Ivy was trapped inside.
I’ve seen some fairly extreme abuse in my time, but it never gets easier to see more of it. Nick’s people had gone with most of the classics for breaking someone down, and then added in a few twists that wouldn’t be available to regular folks. They’d taken Ivy’s clothes, for starters, which in this weather was sadistic on multiple levels. They’d shaved her hair away, leaving her bald, except for a couple of sad, ragged little tufts of gold. She was curled up into a fetal position, and she floated in the air, spinning slowly and apparently at random. Her eyes were tightly closed, her face pale with disorientation, terrified.
Outside the circle they had chained a number of those hideous hunting beasts, hairless creatures that resembled nothing in the animal kingdom but fell somewhere between a big panther and a wolf. The creatures looked hungry, and stared intently at the floating morsel. One of them snarled and threw itself to the end of its chain in an effort to snap its fanged maw closed upon the girl’s vulnerable flesh. It couldn’t reach her, but Ivy twitched and let out a thready whimper.

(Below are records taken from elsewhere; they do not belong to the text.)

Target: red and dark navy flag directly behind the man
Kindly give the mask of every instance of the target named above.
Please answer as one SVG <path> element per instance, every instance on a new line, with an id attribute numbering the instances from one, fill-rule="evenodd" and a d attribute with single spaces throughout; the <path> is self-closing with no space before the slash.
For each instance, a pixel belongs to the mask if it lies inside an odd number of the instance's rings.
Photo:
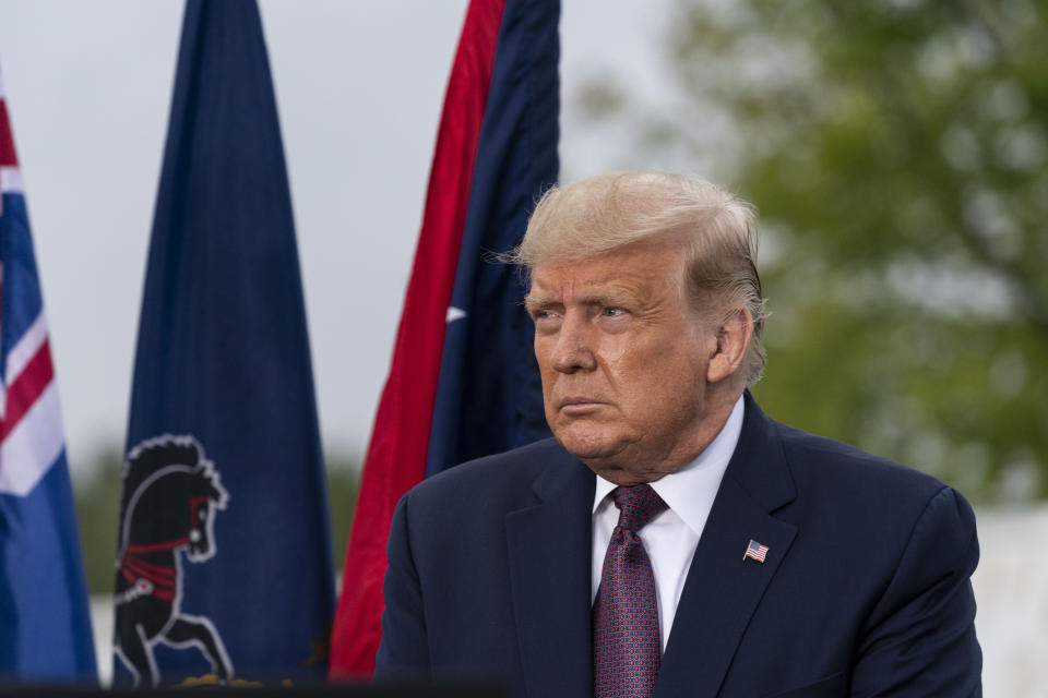
<path id="1" fill-rule="evenodd" d="M 495 263 L 558 170 L 558 0 L 472 0 L 379 404 L 332 633 L 332 676 L 368 675 L 393 508 L 462 460 L 547 436 L 524 280 Z"/>

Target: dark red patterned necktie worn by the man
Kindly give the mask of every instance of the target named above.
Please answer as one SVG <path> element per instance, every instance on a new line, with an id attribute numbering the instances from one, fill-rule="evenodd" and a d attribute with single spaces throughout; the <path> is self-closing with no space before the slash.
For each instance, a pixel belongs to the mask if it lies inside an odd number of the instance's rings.
<path id="1" fill-rule="evenodd" d="M 647 697 L 659 663 L 655 577 L 638 532 L 666 503 L 646 484 L 616 488 L 619 524 L 604 557 L 593 609 L 593 693 L 596 698 Z"/>

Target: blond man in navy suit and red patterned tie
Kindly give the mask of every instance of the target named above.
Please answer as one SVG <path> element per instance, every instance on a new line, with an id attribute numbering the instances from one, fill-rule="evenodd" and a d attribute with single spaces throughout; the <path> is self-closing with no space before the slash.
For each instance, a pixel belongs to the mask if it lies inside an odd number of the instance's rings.
<path id="1" fill-rule="evenodd" d="M 377 675 L 521 696 L 978 696 L 964 498 L 765 417 L 755 220 L 612 172 L 539 202 L 529 272 L 556 436 L 409 492 Z"/>

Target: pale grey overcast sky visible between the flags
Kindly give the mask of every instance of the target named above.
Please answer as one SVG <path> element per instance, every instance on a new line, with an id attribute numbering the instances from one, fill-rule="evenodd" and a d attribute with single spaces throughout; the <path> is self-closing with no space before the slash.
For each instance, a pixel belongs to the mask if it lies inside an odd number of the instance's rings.
<path id="1" fill-rule="evenodd" d="M 562 172 L 633 163 L 580 85 L 663 88 L 667 0 L 564 0 Z M 321 430 L 361 454 L 389 370 L 465 0 L 262 0 L 306 286 Z M 122 446 L 181 0 L 0 0 L 69 459 Z M 654 97 L 653 97 L 654 98 Z"/>

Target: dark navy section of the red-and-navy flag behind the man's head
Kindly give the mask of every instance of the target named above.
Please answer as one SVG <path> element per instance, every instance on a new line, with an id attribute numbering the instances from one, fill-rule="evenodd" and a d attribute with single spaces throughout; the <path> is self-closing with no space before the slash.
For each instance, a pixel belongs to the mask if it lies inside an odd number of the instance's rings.
<path id="1" fill-rule="evenodd" d="M 535 202 L 557 183 L 559 20 L 559 0 L 505 3 L 448 309 L 427 476 L 550 435 L 527 288 L 516 269 L 491 257 L 521 241 Z"/>

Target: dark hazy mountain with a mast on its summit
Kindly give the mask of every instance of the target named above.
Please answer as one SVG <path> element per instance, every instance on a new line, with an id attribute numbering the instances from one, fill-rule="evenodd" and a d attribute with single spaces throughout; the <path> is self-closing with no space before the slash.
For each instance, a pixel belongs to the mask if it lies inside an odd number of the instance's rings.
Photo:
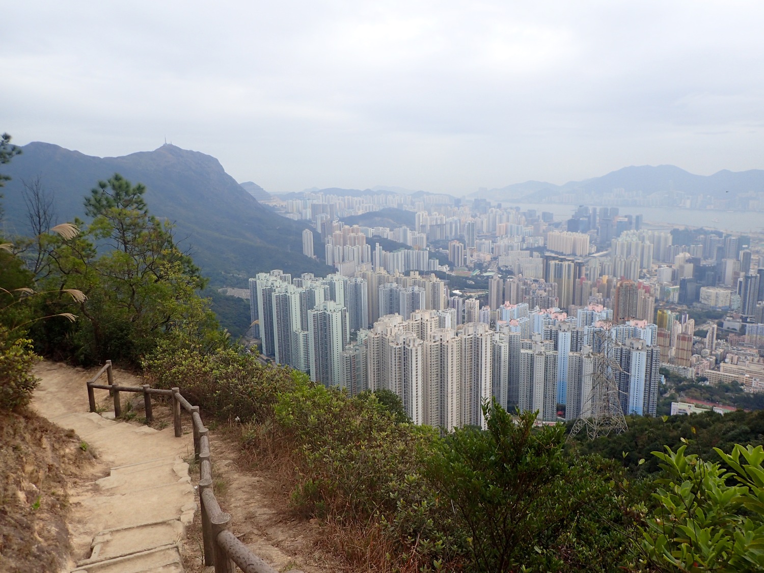
<path id="1" fill-rule="evenodd" d="M 246 286 L 249 277 L 274 268 L 293 274 L 331 272 L 303 255 L 306 223 L 261 205 L 215 157 L 168 144 L 125 157 L 90 157 L 40 142 L 22 151 L 2 166 L 2 173 L 12 178 L 2 190 L 7 233 L 28 233 L 24 180 L 40 176 L 55 198 L 56 222 L 65 222 L 85 219 L 86 194 L 99 180 L 120 173 L 131 183 L 144 183 L 151 214 L 175 223 L 181 248 L 191 249 L 215 285 Z M 317 234 L 315 241 L 320 244 Z"/>

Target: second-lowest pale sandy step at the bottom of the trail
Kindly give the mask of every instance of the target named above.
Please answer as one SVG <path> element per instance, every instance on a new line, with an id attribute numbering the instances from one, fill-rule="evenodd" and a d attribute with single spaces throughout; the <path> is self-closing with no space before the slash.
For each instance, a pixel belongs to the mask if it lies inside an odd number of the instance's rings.
<path id="1" fill-rule="evenodd" d="M 90 557 L 83 559 L 77 565 L 90 565 L 107 559 L 174 545 L 185 536 L 186 526 L 178 520 L 102 531 L 92 540 Z"/>

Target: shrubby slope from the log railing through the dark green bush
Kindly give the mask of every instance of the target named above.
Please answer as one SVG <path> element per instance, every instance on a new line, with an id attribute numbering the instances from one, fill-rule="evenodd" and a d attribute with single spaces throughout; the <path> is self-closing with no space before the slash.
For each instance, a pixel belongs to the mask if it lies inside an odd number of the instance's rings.
<path id="1" fill-rule="evenodd" d="M 487 407 L 487 432 L 444 438 L 400 422 L 374 394 L 346 397 L 233 350 L 157 352 L 145 367 L 209 414 L 238 417 L 252 455 L 296 468 L 296 508 L 340 526 L 355 565 L 616 571 L 639 558 L 626 509 L 644 492 L 613 462 L 565 454 L 562 428 L 533 429 L 531 414 L 516 424 Z"/>

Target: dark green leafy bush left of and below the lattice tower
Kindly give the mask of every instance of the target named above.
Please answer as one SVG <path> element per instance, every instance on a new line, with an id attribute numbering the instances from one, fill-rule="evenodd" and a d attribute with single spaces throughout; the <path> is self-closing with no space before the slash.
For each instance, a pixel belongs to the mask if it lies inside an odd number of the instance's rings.
<path id="1" fill-rule="evenodd" d="M 494 401 L 484 415 L 487 431 L 448 435 L 426 471 L 461 516 L 474 571 L 610 571 L 636 561 L 625 514 L 634 499 L 617 465 L 566 457 L 564 426 L 535 429 L 535 413 L 513 419 Z"/>

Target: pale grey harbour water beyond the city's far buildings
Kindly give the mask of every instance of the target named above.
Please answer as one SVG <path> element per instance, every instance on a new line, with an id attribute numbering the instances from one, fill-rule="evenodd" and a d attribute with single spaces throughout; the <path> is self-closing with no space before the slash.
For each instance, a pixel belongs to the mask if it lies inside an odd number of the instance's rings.
<path id="1" fill-rule="evenodd" d="M 508 206 L 508 205 L 507 205 Z M 578 209 L 575 205 L 556 203 L 519 203 L 522 211 L 536 209 L 552 212 L 555 221 L 570 219 Z M 711 209 L 679 209 L 672 207 L 619 207 L 620 215 L 643 215 L 650 226 L 673 228 L 677 226 L 705 227 L 733 233 L 764 232 L 764 213 L 756 211 L 716 211 Z"/>

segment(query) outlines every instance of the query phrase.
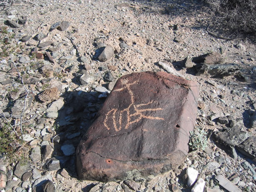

As she spun and twirled—a deliberate echo of what she’d done to Magog at the Aquarium, I felt certain—the motion revealed dozens of tiny scratches and bruises, evidence of a small legion of petty cruelties. They would, however, seem nightmarish enough to a child who had never experienced real pain of her own. All of this—the pain, the helplessness, the indignity, all of it—would be that much more horrific and terrifying to Ivy for its novelty. Say what I would about pain being a part of the human condition, when it comes to seeing it inflicted on children, I’m as hypocritical as the day is long.
Some things just shouldn’t happen.
“There, you see?” the lord of the Denarians said. “Safe and sound, as agreed.”